O que mais chama a atenção em Beijos Proibidos é como Truffaut organiza a mise en scène a partir de um roteiro francamente fragmentado, quase anárquico para o padrão mais rígido do diretor. O tom cômico do filme serve para tornar tudo que está em cena mais leve, como se Beijos Proibidos se inspirasse nas comédias mudas e em Ernst Lubitsch com suas histórias de amor enviesadas e improváveis. 

O corpo errático de Jean-Pierre Léaud muito diz sobre Beijos Proibidos é o caráter nervoso da própria mise en scène do filme. A todo instante o personagem parece reagir a própria câmera que se agita tal como ele pelas locações. O filme registra esse movimento jovial de Antoine pelo mundo urbano intenso e desafiador. 

Mas o mais interessante é como Truffaut constrói esse personagem para ele ser um elemento desafiador para o próprio sistema. Suas ações não se encaixam nas pretensões estabelecidas a priori para os indivíduos. Beijos Proibidos representa o desencaixe de um jovem frente a uma sociedade que quer enquadrar os jovens em seus ditames conservadores. 

Assim, Doinel começa sua empreitada saindo do exército por insubordinação e inadequação (o discurso do oficial militar é exemplar e cômico aos olhos de Doinel), para depois visitar a família da ex-namorada, que logo arruma um trabalho como atendente em um hotel no Centro de Paris, que logo dá errado e Doinel acaba por trabalhar numa agência de detetive, o que não deixa de ser uma bela homenagem que Truffaut rende a tantos filmes que o formaram. 

A trajetória de Doinel pela juventude é como a de muitos, passa por um turbilhão de amontoados de fatos na tentativa de se compreender o mundo. Paixões românticas, platônicas ou não, um verdadeiro passeio pela difícil autodescoberta, e por isso, a cena de Doinel repetindo seu nome no espelho do banheiro é tão significativa, como se a repetição fosse um passo adiante para que o personagem se reconhecesse diante da confusão mental em que se encontra. Amar uma "aparição" madura e exuberante como a Sra. Tabard (Delphine Seyrig) ou a bela jovem insegura e imperfeita como Christine? Os descaminhos do amor estão postos e eles atormentam o jovem Doinel.

A icônica canção Que Reste T'il de Nos Amours, de Charles Trenet, dá o tom saudosista de um tempo de outrora que não existe mais e como Truffaut se amarra a essa ideia para desenvolver suas premissas dramatúrgicas.

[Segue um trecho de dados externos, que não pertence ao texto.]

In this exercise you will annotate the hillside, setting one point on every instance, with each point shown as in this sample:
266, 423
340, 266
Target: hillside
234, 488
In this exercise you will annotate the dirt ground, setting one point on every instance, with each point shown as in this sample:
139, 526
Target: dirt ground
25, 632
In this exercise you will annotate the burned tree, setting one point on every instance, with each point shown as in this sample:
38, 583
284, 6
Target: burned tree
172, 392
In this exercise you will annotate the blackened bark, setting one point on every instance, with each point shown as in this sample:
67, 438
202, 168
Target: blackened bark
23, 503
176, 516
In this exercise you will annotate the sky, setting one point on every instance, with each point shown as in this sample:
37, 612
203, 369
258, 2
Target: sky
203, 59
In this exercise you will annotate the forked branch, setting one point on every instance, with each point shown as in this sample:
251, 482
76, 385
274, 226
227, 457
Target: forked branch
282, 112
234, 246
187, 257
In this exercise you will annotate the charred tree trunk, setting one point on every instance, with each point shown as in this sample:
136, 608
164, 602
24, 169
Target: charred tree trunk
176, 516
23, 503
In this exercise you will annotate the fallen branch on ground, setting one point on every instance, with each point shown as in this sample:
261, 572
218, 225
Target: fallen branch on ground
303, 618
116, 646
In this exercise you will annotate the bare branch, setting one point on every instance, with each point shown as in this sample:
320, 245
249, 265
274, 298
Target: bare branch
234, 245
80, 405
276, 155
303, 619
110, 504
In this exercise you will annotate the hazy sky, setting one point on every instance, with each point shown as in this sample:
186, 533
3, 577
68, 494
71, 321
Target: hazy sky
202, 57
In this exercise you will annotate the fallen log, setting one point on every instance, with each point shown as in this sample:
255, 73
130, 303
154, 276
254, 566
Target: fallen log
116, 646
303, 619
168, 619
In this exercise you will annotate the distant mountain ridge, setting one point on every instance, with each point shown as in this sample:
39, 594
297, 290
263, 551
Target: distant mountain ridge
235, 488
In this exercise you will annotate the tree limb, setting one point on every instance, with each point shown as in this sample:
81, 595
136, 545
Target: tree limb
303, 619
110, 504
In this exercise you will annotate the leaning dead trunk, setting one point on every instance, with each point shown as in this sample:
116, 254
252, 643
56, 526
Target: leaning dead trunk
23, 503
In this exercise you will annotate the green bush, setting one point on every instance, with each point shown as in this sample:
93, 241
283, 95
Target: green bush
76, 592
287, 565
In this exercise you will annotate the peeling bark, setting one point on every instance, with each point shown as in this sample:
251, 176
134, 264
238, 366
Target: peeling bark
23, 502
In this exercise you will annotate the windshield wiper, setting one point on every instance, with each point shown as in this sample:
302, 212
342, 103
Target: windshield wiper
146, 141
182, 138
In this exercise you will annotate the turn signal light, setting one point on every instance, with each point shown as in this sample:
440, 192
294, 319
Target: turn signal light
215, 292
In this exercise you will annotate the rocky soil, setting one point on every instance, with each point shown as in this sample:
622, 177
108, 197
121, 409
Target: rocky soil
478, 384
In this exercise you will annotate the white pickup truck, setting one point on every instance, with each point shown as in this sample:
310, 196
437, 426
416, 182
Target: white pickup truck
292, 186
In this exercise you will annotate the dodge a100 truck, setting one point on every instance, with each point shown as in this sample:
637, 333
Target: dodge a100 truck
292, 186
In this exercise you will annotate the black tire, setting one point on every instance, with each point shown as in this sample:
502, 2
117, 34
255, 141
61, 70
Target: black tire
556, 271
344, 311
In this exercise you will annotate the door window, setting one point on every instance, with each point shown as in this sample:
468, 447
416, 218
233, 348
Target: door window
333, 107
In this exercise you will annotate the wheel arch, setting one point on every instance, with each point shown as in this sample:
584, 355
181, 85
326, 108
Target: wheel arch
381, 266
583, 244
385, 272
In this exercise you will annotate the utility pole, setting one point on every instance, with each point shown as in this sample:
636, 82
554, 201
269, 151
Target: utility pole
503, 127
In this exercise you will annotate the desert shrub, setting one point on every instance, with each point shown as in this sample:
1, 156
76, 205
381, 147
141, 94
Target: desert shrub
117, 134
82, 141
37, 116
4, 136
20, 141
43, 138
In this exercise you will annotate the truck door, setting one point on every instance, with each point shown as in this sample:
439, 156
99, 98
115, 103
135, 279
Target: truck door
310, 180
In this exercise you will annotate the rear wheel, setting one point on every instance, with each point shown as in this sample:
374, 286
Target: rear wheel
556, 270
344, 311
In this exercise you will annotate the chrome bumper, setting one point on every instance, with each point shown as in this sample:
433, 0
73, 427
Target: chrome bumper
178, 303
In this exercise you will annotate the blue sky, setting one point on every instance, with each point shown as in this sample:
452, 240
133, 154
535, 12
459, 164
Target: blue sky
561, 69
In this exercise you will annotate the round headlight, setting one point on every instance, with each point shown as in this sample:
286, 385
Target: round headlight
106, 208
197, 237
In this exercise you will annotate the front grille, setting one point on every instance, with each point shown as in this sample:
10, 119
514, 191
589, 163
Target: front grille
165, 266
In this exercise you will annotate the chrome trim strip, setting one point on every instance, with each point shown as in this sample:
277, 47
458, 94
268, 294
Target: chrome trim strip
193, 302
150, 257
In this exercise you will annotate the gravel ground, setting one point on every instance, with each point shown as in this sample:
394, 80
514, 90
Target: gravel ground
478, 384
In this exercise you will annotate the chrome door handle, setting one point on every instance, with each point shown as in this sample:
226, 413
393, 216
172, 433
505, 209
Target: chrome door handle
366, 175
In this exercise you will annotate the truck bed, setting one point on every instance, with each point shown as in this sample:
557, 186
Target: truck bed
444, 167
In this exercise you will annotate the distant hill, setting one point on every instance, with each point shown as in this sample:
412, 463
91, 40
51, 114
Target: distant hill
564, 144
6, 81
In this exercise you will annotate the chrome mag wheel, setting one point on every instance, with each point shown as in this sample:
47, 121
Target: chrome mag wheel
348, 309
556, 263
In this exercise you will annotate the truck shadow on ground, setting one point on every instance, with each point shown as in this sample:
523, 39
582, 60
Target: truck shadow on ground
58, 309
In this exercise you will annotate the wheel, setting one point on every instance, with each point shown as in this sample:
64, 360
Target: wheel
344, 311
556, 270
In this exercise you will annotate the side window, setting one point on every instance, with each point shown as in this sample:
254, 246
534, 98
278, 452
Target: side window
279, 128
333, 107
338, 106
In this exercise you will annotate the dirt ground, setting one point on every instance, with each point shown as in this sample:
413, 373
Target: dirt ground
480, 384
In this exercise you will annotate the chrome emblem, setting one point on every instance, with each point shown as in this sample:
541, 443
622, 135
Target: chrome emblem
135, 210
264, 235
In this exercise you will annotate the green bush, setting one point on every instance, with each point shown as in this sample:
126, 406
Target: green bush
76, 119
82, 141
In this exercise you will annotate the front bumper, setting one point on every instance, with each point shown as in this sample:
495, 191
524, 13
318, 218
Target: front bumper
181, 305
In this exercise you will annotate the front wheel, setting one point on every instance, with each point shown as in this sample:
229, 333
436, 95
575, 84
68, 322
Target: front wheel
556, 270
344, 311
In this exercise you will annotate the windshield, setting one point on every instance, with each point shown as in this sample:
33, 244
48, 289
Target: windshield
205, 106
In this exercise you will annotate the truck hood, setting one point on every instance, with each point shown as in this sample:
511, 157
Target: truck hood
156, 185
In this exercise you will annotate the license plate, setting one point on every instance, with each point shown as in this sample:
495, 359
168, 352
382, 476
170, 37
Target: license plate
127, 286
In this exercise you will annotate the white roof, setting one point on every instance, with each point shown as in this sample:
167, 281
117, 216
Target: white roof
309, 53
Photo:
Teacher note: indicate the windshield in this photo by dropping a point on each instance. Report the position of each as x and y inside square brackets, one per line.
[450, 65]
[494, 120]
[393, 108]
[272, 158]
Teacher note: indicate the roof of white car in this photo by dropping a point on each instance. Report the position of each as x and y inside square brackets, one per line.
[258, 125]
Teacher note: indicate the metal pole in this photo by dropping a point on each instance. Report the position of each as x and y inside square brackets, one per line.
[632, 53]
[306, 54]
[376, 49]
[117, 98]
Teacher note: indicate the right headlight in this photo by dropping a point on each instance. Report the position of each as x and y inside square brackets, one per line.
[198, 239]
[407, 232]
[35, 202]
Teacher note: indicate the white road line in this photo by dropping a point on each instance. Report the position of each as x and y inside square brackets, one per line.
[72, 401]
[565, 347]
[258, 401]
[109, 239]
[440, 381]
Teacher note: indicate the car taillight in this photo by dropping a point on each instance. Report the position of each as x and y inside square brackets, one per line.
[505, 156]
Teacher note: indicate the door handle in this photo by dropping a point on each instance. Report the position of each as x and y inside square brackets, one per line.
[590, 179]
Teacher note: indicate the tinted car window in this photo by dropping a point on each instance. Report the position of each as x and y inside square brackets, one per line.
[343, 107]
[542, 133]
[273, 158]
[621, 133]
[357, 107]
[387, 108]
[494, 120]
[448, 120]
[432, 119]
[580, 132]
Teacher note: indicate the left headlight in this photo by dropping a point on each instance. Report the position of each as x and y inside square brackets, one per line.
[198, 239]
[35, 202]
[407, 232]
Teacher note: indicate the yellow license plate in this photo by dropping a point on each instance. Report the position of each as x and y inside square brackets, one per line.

E a canção está na abertura do filme, diante imagens da Cinemateca Francesa, justamente à época em que seu fundador Henri Langlois (a quem o filme é dedicado) é afastado da direção da instituição responsável pela memória do cinema. Por isso, Beijos Proibidos é também uma homenagem aos filmes que formaram Truffaut tanto cinéfilo quanto depois como crítico e cineasta.

Mas Beijos Proibidos não seria uma obra de Truffaut se esquecesse do amor, afinal, a relação entre Doinel e Christine sempre está ali rondando com seus altos e baixos, além da sua aparente fragilidade. Beijos Proibidos termina com uma promessa de amor entre Doinel e Christine, embora esse amor não prometa o que o perseguidor de Christine entoe, isto é, um amor perfeito, exuberante e inteiramente dedicado. Seria mesmo isso o que buscamos? O que essa juventude busca no amor ou espera dele? São perguntas que Truffaut como um balzaquiano que sempre foi, espera extrair dos livros, como um bálsamo possível de ser transponível da literatura para a vida. Vamos ver o que dirão as próximas aventuras amorosas de Doinel a respeito.